Health Outcomes in Bishop
Source: CDC PLACES (County-level estimates). Water contamination can correlate with respiratory and chronic health conditions.
Compared to National Average
Vertical line = national average. ■ Above national · ■ Below national
Housing & Infrastructure in Bishop
With 65% of homes built before 1986, lead solder in plumbing is a potential concern. The EPA banned lead solder in 1986, but many older homes retain original plumbing.
Source: U.S. Census Bureau American Community Survey (ACS).
Housing Age Profile
Because the majority of Bishop's housing predates 1986, when lead solder was banned from new plumbing, the median build year of 1975 reflects a city where lead-era plumbing materials are common rather than exceptional.
Over half of homes in Bishop were built before 1986, when lead solder was banned. Older plumbing may leach lead into drinking water, especially with corrosive water chemistry.
Source: U.S. Census Bureau ACS B25034.
Cost Context: What Remediation Means for Bishop Homeowners
Property value and cost data for Bishop produce a moderate remediation-share classification — a level where advance financial planning has real practical value and the commitment is realistic for most homeowners who approach it deliberately.
Remediation costs are moderate relative to home values in Bishop. The estimated $1,100–$2,600 range is manageable for most homeowners but still worth budgeting for. Home values are 52% below the Texas average.
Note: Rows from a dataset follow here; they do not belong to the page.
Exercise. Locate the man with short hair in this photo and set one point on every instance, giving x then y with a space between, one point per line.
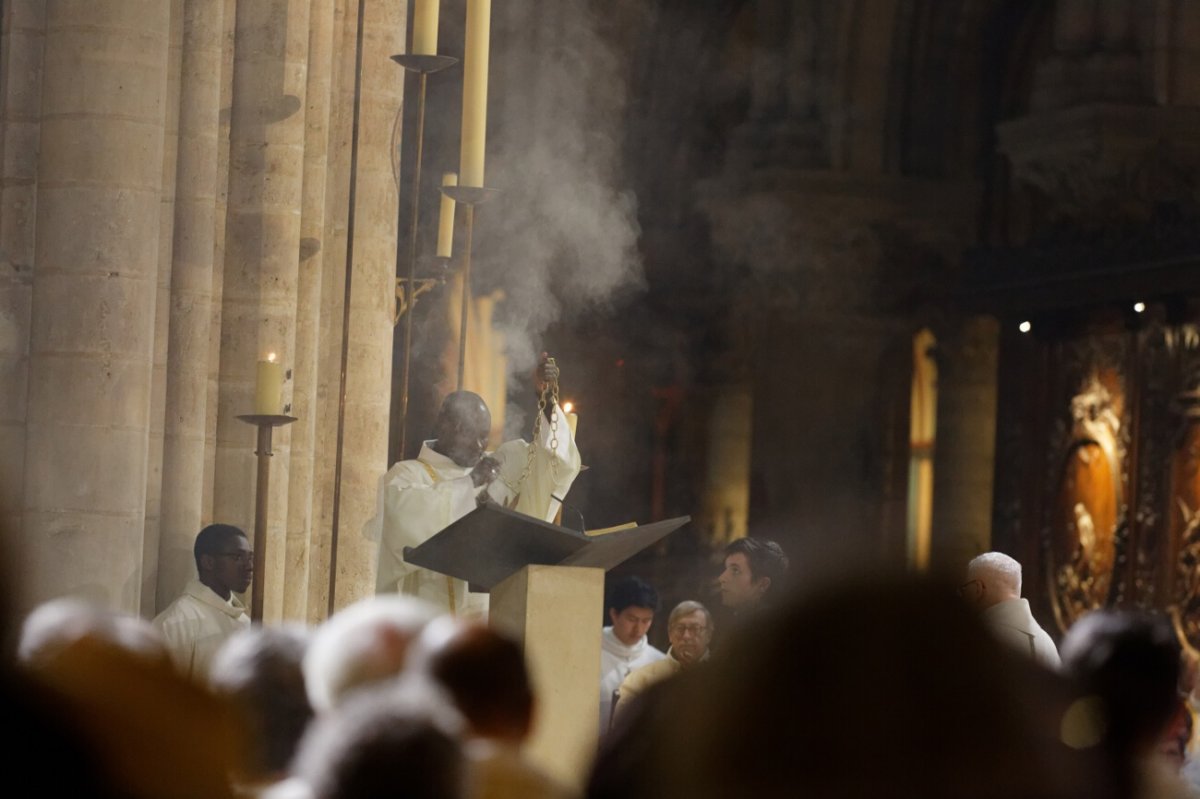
754 571
994 588
690 631
623 643
454 473
199 620
486 677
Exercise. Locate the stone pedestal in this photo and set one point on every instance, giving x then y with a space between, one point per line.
552 612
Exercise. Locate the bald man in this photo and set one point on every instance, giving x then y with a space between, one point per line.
994 588
453 473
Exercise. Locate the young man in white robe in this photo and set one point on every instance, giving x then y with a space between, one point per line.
454 473
994 588
624 644
198 623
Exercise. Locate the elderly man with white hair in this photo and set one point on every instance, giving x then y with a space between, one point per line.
994 588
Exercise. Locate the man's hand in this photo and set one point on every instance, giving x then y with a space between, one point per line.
546 373
485 472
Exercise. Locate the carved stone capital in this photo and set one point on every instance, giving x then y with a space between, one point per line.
1101 164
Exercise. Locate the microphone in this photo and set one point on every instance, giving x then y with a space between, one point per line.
575 510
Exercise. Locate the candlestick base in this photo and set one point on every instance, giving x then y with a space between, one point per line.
424 64
270 420
471 194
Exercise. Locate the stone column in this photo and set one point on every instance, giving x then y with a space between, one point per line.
337 179
966 442
191 296
262 257
103 98
21 102
307 336
369 374
228 34
162 317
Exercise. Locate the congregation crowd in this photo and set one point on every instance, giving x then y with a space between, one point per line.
864 688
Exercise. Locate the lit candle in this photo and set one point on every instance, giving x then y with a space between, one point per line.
573 419
474 91
269 388
425 28
445 218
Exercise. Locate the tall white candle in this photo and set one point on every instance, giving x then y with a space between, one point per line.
425 28
445 218
269 388
474 92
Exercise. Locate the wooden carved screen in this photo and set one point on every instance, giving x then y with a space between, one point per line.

Lead Exposure Risk for Children in Bishop
Why children are most at risk: The CDC states there is no safe level of lead exposure for children. Children under 6 absorb lead more readily than adults, and even low levels can cause developmental delays, learning difficulties, and behavioral problems.
Routinely in Bishop, where 65% of housing predates the solder ban and aggregate utility readings hover near the federal threshold, a faucet-level draw functions as a standard household step for families with small kids.
Sources: EPA Lead and Copper Rule, U.S. Census Bureau ACS, CDC childhood lead poisoning prevention guidelines.
Flood & Climate Risk in Bishop
Over the multi-decade window covered by the National Flood Insurance Program, Bishop has accumulated 43 claims — a total that suggests more than isolated flood exposure. With 100% of ZIP codes in designated flood zones, the water-quality implications of flooding move from hypothetical to periodically relevant: treatment intake can be compromised, wells can be infiltrated, and distribution backflow can occur.
Bishop has a moderate flood history with 43 FEMA claims averaging $11,452 per payout. 100% of ZIP codes fall within FEMA flood zones. Flood events can contaminate drinking water and overwhelm treatment systems.
How flooding affects water quality: Flood events can introduce sewage, agricultural runoff, and industrial chemicals into water supplies. Even after floodwaters recede, contamination can persist in wells and aging infrastructure. Flood damage can add significantly to the estimated <strong>$1,700</strong> remediation cost per household.
Residents in flood-prone areas should consider flood insurance even outside FEMA zones — over 25% of flood claims come from low-to-moderate risk areas. After any flood event, test your water before drinking.